What is the name of your story in Heroika, and in what setting does it take place?

My story is titled “Night Stalkers” and begins in 772 AD in Eresburg, Saxony. It takes place during the time that Charlemagne was setting out to conquer the Saxons.


Tell us about your story and the underlying theme

The heroic ethos is a huge part of all the stories in this anthology (hence the name, Heroika). In particular, Heroika 1: Dragon Eaters is based on the idea of the snake eaters, a nickname given to Special Forces soldiers. The characters in “Night Stalkers” (the name is taken from the 160th Special Operations Aviation Regiment – Airborne, who conduct stealthy nighttime operations) are a group of hardened warriors trained to fight using small unit, covert tactics to harass and destroy the enemy’s will and operational capabilities. In the story, that means pursuing and slaying the dragons that appear to be the secret weapon of the Saxons.

I took the famous Twelve Peers of Roland and turned them into a hardcore special ops unit, lurking in the shadows and spreading fear rather than charging about on the open field of battle.

Night Stalkers is a story of heroic action, overcoming seemingly insurmountable odds, and unquestionable loyalty amongst brothers-in-arms.

Do you strive for historical accuracy or sacrifice it to better fit the story?

I believe in the importance of historical accuracy and would never sacrifice just to make something fit. I make adjustments to the story to ensure that everything is historically accurate. Now, in the case of fantasy, I will take some artistic license because that’s what is required. Yet even then I still try to build on what history reveals.
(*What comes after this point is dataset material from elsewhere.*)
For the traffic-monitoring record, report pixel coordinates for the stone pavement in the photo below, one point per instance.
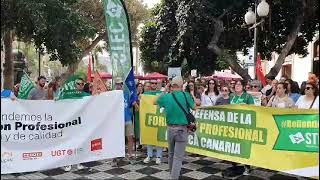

For instance, while dragons are a part of myth and fantasy rather than historical fact, I still relied on the lore to help create monsters that reflected those historical ideas.

How much research did you conduct?

I studied the geography of the land where my story takes place, the type of armor and weapons employed, and historical events of that time to ensure my story was an accurate portrayal of the time.

Which is more important: action or dialogue?

It depends on the story. I tend to lean towards action, because I want to immerse the reader in the excitement and danger of the story. The dialogue keeps the story moving and provides insight into the characters and their motives for sure, but in a short story about killing dragons, it seems that action wins out.


Why write about dragons?

They are the representation of the primordial forces in our world. A physical manifestation of the monster that is both powerful and intelligent. To slay a dragon is to prove one’s ability to face down any challenge in life.

Plus, let’s face it, heroes battling dragons is just awesome.